By exploring all the paths in the Declarative graph, NooJ produces over 1 million declarative sentences (Fig. 7).

Fig. 7.
figure 7

The Declarative grammar represents over 1 million sentences

Similarly, the graph NounPhrase represents over 500,000 noun phrases such as Lea’s lover (+Nom0), Joe’s mad love for Lea (+NomV) and Joe’s love (+Nom1), etc.

The graph Interrogative represents over 3 million questions such as: Who used to love Lea? When did Joe’s love for Lea end? Why could Joe no longer love Lea? How come Joe still loves Lea?, etc.

3 Generalizing the Grammar

If we want to construct a syntactic grammar that recognizes all direct transitive sentences such as My cousin ate an apple, we can start by replacing Joe and Lea with a description of Noun Phrases, and love with any direct transitive verb.

Such a grammar would indeed recognize any sentence of structure NP V NP successfully; however it would be useless as a transformational grammar because it would not restrict the elements of the sentence. For instance, it would recognize the three sentences:

Lea is seen by Joe. The busy teacher dropped the broken pen. Joe saw Lea.

but it would not be able to tell that the first and the third sentences are linked by a transformation, whereas the second one is unrelated. Moreover, we want the grammar to process the two following sentences as two unrelated sentences:

Joe loves Lea. Joe is loved by Lea.

In order to produce the sentence Lea is loved by Joe (and reject sentence Joe is loved by Lea) from the first one, we need to index the elements of the sentence:

NP 0 V NP 1 = NP 1 is V-pp by NP 0

and then set NP 0, V and NP 1 respectively to Joe, love and Lea. To do that, we use NooJ’s global variables.

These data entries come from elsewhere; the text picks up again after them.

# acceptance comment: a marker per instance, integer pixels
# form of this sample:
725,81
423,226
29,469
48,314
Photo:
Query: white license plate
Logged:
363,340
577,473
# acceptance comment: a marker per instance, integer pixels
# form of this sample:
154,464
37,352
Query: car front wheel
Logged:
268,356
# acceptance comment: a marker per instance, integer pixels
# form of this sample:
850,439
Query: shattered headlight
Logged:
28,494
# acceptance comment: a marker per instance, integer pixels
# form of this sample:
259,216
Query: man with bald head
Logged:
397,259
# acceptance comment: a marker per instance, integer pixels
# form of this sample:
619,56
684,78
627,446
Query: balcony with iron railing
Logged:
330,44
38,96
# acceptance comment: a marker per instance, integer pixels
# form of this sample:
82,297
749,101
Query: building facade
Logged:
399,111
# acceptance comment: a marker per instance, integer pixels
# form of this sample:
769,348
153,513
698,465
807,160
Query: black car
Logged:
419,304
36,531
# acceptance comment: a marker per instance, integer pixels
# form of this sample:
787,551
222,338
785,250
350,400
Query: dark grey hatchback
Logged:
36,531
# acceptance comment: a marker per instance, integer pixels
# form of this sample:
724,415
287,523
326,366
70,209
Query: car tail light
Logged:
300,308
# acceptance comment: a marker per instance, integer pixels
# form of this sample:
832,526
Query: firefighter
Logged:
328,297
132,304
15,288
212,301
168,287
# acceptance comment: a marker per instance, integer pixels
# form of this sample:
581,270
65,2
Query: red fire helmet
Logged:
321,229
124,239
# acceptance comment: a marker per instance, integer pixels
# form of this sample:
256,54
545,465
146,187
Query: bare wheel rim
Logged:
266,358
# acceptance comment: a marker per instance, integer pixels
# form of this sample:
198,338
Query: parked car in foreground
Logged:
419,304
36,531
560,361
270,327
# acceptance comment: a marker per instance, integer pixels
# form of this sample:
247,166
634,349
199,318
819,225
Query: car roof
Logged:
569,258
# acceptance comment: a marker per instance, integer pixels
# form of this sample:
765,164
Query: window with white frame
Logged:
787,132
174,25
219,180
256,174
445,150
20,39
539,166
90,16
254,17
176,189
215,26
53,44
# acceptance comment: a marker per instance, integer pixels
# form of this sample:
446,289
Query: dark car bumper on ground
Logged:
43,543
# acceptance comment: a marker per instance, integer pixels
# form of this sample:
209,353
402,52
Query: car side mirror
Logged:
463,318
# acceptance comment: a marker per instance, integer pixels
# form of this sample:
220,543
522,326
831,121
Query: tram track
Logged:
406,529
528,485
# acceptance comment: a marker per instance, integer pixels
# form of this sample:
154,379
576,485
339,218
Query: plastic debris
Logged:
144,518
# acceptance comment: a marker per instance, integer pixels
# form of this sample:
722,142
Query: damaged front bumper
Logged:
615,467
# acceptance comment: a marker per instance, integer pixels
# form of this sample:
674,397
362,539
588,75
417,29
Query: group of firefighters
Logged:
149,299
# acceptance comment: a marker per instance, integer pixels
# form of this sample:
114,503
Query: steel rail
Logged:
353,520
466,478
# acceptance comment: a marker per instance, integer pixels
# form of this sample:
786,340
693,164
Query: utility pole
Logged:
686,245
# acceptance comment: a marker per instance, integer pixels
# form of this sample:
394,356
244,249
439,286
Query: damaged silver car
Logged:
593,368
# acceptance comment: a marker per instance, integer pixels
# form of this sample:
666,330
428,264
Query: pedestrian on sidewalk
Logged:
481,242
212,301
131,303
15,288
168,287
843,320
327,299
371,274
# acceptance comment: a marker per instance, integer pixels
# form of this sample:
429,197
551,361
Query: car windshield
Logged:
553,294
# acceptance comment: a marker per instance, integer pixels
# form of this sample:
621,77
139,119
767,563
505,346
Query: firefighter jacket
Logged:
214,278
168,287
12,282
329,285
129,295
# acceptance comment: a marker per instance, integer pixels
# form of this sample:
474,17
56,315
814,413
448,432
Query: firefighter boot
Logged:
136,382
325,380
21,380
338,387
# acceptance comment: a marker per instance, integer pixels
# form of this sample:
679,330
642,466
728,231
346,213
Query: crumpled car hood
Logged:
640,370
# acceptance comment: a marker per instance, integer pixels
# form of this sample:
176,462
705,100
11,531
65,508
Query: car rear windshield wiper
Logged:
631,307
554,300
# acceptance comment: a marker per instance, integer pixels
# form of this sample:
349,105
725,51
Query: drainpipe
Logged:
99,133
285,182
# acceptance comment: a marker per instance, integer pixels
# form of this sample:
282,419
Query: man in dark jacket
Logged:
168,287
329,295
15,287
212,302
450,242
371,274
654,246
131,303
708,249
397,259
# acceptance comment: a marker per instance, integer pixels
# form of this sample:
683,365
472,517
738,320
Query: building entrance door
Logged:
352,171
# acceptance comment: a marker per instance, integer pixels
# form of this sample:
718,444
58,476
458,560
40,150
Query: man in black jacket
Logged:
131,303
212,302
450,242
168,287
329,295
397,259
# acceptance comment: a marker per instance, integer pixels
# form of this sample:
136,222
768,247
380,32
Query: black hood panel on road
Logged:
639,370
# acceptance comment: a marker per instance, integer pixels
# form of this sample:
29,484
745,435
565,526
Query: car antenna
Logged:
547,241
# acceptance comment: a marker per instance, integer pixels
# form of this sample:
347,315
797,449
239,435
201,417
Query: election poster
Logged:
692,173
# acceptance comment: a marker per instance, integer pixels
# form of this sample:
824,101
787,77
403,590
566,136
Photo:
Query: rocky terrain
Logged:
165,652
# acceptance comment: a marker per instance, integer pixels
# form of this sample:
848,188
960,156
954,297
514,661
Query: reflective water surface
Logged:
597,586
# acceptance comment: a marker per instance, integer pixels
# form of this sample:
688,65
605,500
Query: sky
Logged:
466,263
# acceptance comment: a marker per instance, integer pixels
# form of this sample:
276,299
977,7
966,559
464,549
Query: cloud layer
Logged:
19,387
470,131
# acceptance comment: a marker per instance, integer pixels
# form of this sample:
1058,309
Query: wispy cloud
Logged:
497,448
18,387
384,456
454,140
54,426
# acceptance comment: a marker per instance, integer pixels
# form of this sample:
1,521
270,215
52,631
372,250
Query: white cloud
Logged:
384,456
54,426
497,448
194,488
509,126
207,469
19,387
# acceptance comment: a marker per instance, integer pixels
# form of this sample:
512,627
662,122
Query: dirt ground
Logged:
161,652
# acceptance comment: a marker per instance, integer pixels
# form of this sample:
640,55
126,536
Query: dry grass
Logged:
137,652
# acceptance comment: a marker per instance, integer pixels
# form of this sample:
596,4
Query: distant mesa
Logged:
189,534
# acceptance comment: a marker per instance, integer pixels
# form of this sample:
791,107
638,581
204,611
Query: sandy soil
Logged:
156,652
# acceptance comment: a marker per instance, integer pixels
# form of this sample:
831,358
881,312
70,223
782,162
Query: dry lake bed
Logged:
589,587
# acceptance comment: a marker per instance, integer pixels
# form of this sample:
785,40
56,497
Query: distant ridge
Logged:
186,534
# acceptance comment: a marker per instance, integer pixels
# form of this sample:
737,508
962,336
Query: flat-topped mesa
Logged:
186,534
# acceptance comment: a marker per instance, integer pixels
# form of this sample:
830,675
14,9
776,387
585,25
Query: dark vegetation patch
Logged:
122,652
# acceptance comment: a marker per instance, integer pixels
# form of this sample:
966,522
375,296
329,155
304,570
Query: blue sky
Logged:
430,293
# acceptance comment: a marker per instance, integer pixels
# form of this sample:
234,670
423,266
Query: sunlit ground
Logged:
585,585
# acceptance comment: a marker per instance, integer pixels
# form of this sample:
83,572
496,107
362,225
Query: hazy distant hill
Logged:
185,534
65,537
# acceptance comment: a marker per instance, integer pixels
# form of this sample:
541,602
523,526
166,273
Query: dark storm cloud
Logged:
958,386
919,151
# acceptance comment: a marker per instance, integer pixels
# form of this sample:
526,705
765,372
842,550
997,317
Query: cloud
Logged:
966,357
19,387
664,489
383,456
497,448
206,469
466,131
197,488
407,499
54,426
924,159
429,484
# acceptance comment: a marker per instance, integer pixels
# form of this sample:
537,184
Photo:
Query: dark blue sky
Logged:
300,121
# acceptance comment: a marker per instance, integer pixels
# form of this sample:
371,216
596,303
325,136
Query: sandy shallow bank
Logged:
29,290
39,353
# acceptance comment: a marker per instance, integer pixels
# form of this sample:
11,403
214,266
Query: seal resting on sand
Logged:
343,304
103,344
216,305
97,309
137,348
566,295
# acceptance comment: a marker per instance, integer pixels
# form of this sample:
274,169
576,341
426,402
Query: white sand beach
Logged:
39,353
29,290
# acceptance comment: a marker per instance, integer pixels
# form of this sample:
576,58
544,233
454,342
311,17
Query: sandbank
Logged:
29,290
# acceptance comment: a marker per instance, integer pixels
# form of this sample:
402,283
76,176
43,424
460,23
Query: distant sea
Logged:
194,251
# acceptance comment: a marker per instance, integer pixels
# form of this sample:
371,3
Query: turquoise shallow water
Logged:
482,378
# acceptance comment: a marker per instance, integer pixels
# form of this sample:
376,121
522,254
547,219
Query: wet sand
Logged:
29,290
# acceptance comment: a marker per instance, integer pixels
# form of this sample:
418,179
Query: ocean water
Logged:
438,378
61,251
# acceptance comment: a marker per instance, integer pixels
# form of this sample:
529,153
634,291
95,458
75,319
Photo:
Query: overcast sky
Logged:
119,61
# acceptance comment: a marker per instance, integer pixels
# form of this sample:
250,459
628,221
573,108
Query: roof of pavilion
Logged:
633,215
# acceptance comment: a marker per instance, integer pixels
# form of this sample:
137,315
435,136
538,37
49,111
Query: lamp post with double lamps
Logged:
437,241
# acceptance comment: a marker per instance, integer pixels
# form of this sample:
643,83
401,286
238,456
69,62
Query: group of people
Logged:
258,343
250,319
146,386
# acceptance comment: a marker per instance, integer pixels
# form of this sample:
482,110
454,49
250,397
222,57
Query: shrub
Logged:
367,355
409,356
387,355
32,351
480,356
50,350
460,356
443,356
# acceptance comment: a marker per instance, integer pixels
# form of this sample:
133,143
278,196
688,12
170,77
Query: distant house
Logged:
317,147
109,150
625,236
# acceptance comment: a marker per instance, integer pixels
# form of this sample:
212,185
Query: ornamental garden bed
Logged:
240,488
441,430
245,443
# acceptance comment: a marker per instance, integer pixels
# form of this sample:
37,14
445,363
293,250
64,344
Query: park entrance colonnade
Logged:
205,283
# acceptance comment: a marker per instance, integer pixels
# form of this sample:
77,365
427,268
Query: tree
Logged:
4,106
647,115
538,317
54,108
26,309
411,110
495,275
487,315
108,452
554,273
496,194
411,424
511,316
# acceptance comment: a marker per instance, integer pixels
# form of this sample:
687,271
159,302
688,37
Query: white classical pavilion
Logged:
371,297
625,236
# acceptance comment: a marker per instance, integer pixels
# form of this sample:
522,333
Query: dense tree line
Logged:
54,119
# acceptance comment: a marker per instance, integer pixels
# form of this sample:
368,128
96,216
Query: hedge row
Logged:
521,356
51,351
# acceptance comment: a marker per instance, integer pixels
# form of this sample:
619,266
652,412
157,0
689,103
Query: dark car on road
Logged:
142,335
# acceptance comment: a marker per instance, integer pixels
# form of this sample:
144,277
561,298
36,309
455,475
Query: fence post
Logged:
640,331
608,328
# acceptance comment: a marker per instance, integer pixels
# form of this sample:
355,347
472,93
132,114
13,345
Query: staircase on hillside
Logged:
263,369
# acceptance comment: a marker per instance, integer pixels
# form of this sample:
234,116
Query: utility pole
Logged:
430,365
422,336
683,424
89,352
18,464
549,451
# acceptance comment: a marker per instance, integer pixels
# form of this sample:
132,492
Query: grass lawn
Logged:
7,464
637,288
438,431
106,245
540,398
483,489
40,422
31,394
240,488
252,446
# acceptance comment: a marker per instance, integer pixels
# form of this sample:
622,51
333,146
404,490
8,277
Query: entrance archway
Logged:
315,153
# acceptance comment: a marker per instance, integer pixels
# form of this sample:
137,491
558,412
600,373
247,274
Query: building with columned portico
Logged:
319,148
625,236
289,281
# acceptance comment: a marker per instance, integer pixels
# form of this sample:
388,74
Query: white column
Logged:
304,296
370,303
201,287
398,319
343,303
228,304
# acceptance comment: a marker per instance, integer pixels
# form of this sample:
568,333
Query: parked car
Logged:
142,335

The new grammar is very similar to original grammar Joe loves Lea. As a matter of fact, the main Declarative graph in the new grammar is almost identical to the one shown in Fig. 5 Footnote 2. However, we modified the graphs that contain the actual lexical material, as seen in Figs. 8 and 9.

Fig. 8.
figure 8

A generic grammar to represent the main verb of a direct transitive sentence.

Fig. 9.
figure 9

A generic grammar to represent the main verb of a direct transitive sentence.

The new version of the NP0 graph sets the global variable @N0 and uses a lexical contraint on the gender of @N0 in order to produce the correct pronoun (i.e. He for Joe and She for Lea). The corresponding NP0r graph produces the pronouns him (instead of He) and her (instead of She) to take account of the object complements.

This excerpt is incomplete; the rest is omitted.